I’ve become increasingly more aware on the curse of being trapped in a routine. Don’t get me wrong, routines can be great sometimes!! They are safe and predictable. You can prepare ahead for your next day events and you know exactly what to expect. The downside of a routine? It becomes increasingly hard to change once you’ve settled in. 

Since moving home (which will be exactly one year in October), I have established and edited a nice little set up for myself. Everything is color coded on my iCalendar to show me the bright and cheery path for my day. I thought everything was great until one day, I had to skip my usually morning workout to run some errands and I freaked out. No, I’m not exaggerating. I was so anxious and upset because I couldn’t go for one workout. I workout every day, physically it is no problem to take one off. Mentally, well that’s another story. 

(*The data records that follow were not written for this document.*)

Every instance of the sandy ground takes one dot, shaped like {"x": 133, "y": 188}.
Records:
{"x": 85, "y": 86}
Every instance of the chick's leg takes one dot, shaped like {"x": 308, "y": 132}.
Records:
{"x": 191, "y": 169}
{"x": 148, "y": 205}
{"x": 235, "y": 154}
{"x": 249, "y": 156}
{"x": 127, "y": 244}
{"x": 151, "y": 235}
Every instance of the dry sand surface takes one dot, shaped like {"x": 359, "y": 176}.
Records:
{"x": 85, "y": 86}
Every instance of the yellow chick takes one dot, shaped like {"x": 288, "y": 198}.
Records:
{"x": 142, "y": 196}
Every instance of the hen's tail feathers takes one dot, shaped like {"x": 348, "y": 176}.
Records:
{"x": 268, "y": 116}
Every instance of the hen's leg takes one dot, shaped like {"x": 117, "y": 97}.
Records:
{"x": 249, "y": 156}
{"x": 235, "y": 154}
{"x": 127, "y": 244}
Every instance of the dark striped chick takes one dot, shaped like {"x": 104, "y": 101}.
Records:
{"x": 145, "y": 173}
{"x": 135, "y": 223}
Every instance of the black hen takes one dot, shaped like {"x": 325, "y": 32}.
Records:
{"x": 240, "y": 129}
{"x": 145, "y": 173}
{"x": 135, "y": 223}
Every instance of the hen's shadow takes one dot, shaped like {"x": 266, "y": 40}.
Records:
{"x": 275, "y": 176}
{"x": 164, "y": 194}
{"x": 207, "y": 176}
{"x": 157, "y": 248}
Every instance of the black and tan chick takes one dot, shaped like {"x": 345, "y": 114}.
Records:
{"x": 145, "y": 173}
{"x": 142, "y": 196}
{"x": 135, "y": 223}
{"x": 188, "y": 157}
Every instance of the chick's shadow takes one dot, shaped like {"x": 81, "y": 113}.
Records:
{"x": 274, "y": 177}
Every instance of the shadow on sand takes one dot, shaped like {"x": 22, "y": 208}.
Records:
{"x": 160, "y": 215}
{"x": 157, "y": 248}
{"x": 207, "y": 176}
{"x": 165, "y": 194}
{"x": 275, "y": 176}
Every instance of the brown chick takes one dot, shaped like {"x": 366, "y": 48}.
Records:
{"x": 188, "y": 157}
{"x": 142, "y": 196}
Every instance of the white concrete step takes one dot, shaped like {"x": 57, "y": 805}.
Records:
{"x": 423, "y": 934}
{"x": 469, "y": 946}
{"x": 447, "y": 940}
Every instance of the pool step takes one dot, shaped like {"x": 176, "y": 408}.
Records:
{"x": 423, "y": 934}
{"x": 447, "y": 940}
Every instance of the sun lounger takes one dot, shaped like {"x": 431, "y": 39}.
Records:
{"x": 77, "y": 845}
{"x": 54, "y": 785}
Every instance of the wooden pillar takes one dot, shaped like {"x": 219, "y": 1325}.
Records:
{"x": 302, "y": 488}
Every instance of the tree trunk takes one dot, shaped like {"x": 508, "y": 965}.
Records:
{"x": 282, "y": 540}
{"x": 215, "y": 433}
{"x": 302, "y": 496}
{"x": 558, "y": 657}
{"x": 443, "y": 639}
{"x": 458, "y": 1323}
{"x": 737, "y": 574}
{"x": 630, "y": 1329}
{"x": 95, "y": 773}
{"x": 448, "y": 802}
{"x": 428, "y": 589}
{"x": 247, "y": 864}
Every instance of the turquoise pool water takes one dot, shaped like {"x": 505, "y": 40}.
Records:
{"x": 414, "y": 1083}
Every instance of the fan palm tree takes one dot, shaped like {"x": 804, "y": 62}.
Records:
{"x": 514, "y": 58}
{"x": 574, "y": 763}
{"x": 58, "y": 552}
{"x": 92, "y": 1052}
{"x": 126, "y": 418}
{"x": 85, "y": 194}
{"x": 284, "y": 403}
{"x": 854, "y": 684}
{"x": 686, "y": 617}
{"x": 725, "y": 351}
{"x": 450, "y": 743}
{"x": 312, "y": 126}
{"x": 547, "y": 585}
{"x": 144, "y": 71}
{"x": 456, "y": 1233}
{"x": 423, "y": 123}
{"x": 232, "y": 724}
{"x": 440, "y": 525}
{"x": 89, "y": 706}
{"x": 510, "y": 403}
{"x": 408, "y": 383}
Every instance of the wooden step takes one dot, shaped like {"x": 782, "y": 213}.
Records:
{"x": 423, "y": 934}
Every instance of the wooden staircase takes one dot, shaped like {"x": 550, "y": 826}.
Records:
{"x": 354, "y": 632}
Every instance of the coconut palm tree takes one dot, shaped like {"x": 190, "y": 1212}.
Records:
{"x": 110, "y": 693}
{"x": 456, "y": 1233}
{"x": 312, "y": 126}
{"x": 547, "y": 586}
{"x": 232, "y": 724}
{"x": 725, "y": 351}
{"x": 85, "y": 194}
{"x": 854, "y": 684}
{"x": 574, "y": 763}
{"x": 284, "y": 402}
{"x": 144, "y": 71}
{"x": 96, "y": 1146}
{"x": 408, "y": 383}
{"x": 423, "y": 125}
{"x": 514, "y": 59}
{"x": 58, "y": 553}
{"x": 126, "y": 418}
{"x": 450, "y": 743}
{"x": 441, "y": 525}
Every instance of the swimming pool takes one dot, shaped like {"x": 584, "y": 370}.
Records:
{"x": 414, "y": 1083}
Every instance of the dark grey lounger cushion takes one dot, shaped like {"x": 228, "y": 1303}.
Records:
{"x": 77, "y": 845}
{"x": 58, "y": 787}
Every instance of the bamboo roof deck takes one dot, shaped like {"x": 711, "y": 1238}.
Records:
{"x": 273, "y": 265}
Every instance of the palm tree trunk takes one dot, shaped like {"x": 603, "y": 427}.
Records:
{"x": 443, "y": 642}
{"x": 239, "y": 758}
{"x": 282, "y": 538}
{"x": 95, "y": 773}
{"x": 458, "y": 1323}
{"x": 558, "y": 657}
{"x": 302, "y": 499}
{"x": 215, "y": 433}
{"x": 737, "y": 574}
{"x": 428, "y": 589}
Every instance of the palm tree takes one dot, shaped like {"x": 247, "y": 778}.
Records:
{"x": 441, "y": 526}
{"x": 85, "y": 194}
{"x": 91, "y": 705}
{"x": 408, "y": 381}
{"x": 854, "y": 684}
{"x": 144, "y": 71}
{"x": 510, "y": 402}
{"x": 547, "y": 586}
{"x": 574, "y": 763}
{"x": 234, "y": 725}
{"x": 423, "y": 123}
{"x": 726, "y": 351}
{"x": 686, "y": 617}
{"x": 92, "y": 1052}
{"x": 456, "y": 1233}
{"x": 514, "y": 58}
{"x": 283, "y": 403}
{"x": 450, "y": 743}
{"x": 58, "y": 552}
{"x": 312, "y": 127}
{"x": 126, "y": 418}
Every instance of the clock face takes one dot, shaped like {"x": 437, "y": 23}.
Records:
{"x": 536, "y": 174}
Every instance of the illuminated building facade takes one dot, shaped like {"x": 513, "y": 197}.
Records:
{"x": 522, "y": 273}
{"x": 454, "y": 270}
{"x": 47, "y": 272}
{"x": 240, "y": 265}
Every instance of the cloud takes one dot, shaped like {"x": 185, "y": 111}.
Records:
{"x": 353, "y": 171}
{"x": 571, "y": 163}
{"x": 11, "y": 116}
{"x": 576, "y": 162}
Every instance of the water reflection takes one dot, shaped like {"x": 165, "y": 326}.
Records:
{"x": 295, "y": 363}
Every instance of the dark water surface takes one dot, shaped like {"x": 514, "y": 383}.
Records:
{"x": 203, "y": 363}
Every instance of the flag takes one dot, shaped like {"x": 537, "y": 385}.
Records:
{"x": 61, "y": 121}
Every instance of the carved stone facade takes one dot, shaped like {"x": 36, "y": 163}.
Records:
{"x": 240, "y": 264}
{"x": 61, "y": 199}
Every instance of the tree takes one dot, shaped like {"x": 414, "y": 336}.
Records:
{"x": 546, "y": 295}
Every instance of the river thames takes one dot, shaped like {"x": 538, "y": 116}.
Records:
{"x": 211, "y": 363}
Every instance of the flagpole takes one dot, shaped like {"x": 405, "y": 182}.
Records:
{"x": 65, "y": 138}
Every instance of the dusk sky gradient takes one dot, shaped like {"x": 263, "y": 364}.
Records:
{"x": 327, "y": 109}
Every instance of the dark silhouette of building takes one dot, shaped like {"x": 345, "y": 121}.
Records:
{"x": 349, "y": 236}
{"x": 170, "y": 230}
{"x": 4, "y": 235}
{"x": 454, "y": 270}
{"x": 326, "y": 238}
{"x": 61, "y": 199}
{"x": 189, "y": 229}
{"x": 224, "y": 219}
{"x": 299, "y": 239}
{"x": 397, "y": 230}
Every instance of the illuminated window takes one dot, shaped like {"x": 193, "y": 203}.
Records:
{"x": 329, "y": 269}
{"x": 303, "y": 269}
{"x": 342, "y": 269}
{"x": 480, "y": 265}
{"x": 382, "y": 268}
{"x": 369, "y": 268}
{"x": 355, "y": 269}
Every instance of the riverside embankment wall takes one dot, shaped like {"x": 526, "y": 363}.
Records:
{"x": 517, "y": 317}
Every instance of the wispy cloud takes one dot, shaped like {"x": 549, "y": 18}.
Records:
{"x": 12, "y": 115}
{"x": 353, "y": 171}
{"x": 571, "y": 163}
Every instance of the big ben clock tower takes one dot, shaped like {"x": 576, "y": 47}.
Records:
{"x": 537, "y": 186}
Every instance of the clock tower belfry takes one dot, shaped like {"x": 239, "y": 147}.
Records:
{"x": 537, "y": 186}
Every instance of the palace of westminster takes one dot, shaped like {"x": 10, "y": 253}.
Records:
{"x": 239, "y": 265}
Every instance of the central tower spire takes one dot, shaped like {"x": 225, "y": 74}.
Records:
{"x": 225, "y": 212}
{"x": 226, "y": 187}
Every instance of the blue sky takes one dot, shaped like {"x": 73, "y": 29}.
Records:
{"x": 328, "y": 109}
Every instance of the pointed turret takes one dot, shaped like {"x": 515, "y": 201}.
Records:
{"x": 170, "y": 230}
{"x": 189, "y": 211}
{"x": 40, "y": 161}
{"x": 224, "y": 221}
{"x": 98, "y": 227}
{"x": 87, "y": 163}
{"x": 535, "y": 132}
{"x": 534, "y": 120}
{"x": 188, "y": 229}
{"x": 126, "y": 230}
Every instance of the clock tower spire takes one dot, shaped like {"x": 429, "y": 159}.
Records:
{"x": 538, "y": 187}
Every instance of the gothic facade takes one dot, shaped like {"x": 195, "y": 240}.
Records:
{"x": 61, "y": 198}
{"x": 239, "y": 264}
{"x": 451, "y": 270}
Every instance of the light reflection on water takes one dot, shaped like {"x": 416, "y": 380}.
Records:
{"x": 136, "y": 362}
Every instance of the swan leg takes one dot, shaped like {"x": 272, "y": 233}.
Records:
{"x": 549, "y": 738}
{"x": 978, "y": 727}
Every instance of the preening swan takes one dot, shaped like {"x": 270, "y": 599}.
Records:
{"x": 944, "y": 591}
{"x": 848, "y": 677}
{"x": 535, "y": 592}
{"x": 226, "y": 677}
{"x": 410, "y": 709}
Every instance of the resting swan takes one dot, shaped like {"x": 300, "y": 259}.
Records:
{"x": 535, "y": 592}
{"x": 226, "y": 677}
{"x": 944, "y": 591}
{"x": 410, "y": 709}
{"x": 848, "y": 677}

Since then, I have been a lot more aware of my stress level. If I have another section of time blocked off for something and I can’t get to it when I scheduled it, I have a really hard time being okay with that. Not surprisingly, my yoga has been a bit neglected. I can’t feel fluid. 

Yesterday I was driving home from Maine (a 3.5 hour drive with some traffic) and I had what I call a “so tired from driving your mind begins to go introspective” epiphany: I need to change things up.

I don’t have the most stressful job, but it feels that way with all the toxic stress I deal with. I have to come in, guns blazing, every single day or else someone tramples over me. “Well, why don’t you quit?” Good question. I can’t quite because I have no real excuse to leave- besides the pointless drama. I work full time, get paid enough to make a dent my student loans, and I get to color. It’s not a bad gig for my current situation.

I decided to do two things that instantly made me feel better: 

1. I started looking into my hormones. Maybe my thyroid meds are throwing me off? Dr. Sara Gottfried has posted many articles and webinars on getting to know your hormones and how to deal with imbalance. has her Hormonal Imbalance video series and it has been very eye opening. (While it is aimed more towards women, I encourage anyone to listen to the part where she describes how all hormones relate and work together.) What I thought was a thyroid problem was actually a high cortisol level- always anxious or stressed. 

So, I’m always in stress mode. What do I do? Get my life together and find the real source of my stress. 

2.I bought the book The Life-Changing Magic of Tidying Up, by Marie Kondo. It is not very lengthy, but it holds a lot of valuable information and advice on “keeping your house in order”- which means “cleaning out all the crap in your house and letting go of the emotional attachment you have to things you don’t use or wear”. It’s very liberating to hear someone tell you that it’s okay to donate that sweater someone bought you that you never wore, or that you are allowed to ditch the projects you never got around to finishing. I have an obscene amount of clothes and items I don’t use but hold on to and I finally was able to hold each item in my hand and figure out whether it sparked joy, NOT whether I’ll need it or maybe use it one day. 

These two things in the span of one week have made me feel so much better about my life. Before, my room was a mess, I was always forgetting things, and my life felt rushed. Well, my room is an even bigger mess now hah, but I feel good about all my progress. 

I even had the clarity to blog! Which I miss doing.